Quantum Nodes Installed in City Networks

Across metropolitan areas, telecom providers and research labs have begun installing quantum nodes directly into their core network architecture. These nodes act as points for entanglement distribution and quantum key generation. In Chicago, the Argonne National Laboratory and University of Chicago launched a 124-mile quantum loop using existing fibre provided by regional network providers. Each node deployed within this loop contributes to real-time quantum key distribution and verifies entanglement fidelity across the network in a real-world environment.

Meanwhile, in Vienna, researchers with the European QKD Testbed (EuroQCI) installed quantum endpoints into municipal fibre linking several administrative buildings. This installation used standard rack-mountable hardware for quantum devices, reflecting a crucial step toward simplified deployment in existing data centres and telecommunication hubs.

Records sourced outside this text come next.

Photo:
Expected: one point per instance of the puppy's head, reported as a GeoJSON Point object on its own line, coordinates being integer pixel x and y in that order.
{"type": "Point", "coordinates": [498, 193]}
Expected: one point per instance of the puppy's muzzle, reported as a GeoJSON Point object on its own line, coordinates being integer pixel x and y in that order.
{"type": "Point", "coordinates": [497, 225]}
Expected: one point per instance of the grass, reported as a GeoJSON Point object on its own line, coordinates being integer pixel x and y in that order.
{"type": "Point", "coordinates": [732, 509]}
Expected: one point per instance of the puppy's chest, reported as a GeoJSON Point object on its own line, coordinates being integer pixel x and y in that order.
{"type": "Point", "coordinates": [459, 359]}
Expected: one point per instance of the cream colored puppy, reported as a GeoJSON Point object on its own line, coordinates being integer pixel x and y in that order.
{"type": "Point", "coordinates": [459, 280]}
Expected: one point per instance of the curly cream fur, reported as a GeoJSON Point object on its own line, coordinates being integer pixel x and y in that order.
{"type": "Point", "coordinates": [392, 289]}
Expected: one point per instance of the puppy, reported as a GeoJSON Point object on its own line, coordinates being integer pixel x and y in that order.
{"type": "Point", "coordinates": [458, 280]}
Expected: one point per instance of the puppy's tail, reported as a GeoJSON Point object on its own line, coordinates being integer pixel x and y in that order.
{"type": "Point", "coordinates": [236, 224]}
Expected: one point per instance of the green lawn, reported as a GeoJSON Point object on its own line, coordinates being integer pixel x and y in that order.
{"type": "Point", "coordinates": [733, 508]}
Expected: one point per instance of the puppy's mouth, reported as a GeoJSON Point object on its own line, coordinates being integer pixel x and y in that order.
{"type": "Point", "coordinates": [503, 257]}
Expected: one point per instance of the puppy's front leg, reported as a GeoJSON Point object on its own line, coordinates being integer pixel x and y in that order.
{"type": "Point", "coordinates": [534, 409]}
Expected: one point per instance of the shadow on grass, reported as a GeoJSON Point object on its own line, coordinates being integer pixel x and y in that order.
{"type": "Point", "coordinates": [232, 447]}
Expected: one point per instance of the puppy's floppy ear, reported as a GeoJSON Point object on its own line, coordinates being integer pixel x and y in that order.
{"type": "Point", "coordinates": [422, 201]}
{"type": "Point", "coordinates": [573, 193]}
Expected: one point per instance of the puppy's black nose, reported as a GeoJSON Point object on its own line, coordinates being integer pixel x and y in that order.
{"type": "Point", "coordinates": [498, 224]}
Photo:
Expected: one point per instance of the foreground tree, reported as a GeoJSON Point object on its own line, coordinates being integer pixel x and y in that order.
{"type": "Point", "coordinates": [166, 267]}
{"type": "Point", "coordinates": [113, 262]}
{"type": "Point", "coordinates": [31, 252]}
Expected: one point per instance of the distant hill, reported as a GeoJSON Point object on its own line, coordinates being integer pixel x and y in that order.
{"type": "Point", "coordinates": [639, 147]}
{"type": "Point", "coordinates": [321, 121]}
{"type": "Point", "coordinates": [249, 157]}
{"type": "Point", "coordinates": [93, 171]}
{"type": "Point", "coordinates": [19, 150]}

Use Case Examples: Quantum-Enhanced Secure Communications

Every case demonstrates a clear transition from theoretical frameworks to practical application. These implementations show that quantum networks can operate over standard telecom-grade equipment without forcing costly rewiring or infrastructure replacement. And as pilot programs scale, they continuously feed data back into system optimization, accelerating the roadmap toward integrated quantum-secure internet services.